You're basically taking stuff you'd normally throw away and making more food out of it. (OK, that didn't sound right...) When you buy stock in the grocery store, it will set you back at least $3 for a quart. And for what? Water that's had bones and vegetables and herbs and spices simmering in it.
It couldn't be easier to do: take the remains of a roast chicken (it doesn't have to be homemade — a rotisserie chicken from the grocery store works well too) — bones, skin, wingtips, etc. — and toss them into a slow cooker. Scrub a couple of carrots and a rib or two of celery, cut them in two or three pieces, and throw them in with the carcass. Wash an onion — no need to peel it, but do remove the label if it has one — cut it in half, and throw it in. Add a few whole peppercorns, maybe a bay leaf and some thyme. Cover the whole thing with water, slap the lid on, and cook it on low for several hours or overnight.

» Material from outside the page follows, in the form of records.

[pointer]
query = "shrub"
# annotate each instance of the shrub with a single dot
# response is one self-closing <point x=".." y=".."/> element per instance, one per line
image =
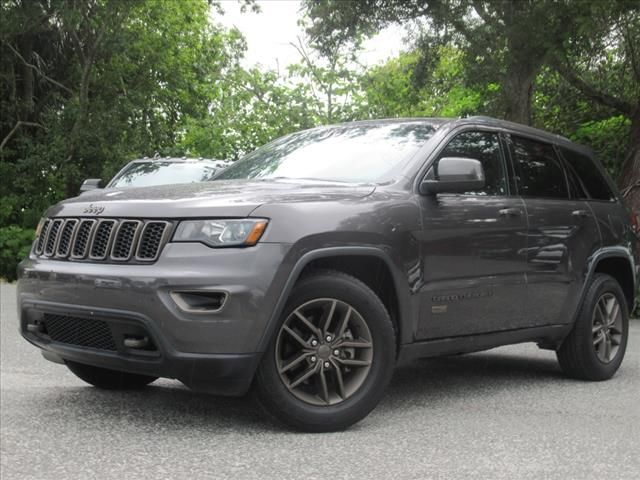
<point x="15" y="243"/>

(Edited to add: I prefer to use a slow cooker because I don't have to monitor it. Traditional stock recipes instruct you to periodically "skim the foam" off the top. For whatever reason, that instruction put me off the whole idea of stock for a long time. But with a slow cooker, foam doesn't happen — a bonus for those of us who like our cooking low-maintenance.)
(Sidebar: I once read that fancy restaurants have a stock pot going all the time, and they toss in various peels, ends and trimmings of vegetables and herbs as they're prepping. Carrot ends, onion skins, fresh herbs that are a little past their prime, even salad greens... as long as it's not too strongly flavored and there's not too much of one thing, it goes into the pot. I adapted that approach, and gather that stuff in a ziploc bag for stock-making day. If we haven't had a roast chicken that week, I make vegetable broth. Same process, shorter cooking time.)

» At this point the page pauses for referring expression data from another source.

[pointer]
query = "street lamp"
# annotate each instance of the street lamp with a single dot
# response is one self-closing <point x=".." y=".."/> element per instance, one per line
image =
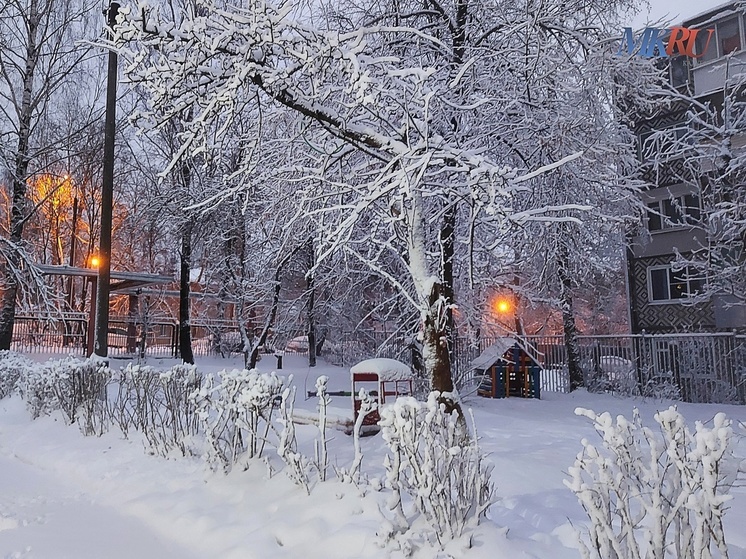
<point x="93" y="262"/>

In the morning, turn off the heat and let the cooker and its contents cool down a bit. Strain out the solids (you'll be discarding them) and pour the liquid into a large container. Refrigerate for several hours, then strain the solidified fat off the top.
Violà — chicken stock! (The method works for turkey, too.) You'll note that you just made about $10 worth of stock for the price of a few veggies. Not only that, but you're in charge of how much salt and other flavorings are in it.

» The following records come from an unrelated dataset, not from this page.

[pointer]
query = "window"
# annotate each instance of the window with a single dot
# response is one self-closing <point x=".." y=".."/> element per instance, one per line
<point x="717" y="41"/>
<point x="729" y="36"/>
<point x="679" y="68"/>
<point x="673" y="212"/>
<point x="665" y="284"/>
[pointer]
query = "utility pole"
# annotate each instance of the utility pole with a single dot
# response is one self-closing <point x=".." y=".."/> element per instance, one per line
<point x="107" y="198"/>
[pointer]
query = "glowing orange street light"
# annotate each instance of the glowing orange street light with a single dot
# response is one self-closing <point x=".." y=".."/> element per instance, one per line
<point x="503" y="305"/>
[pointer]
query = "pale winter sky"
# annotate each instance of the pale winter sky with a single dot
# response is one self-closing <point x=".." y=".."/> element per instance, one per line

You don't have to use it right away — stock freezes well. I'll sometimes pour it into ice cube trays, freeze, then pop the frozen stock cubes into a freezer bag. This makes it easy to grab exactly as much as I need.
What's stock good for? Well, besides the obvious applications like soups and sauces, stock is a great way to add flavor to a lot of things you might otherwise use water for (like rice or couscous). And some dishes (like risotto and polenta) usually call for stock.
So make your own, and you can be a rockstar in the kitchen too!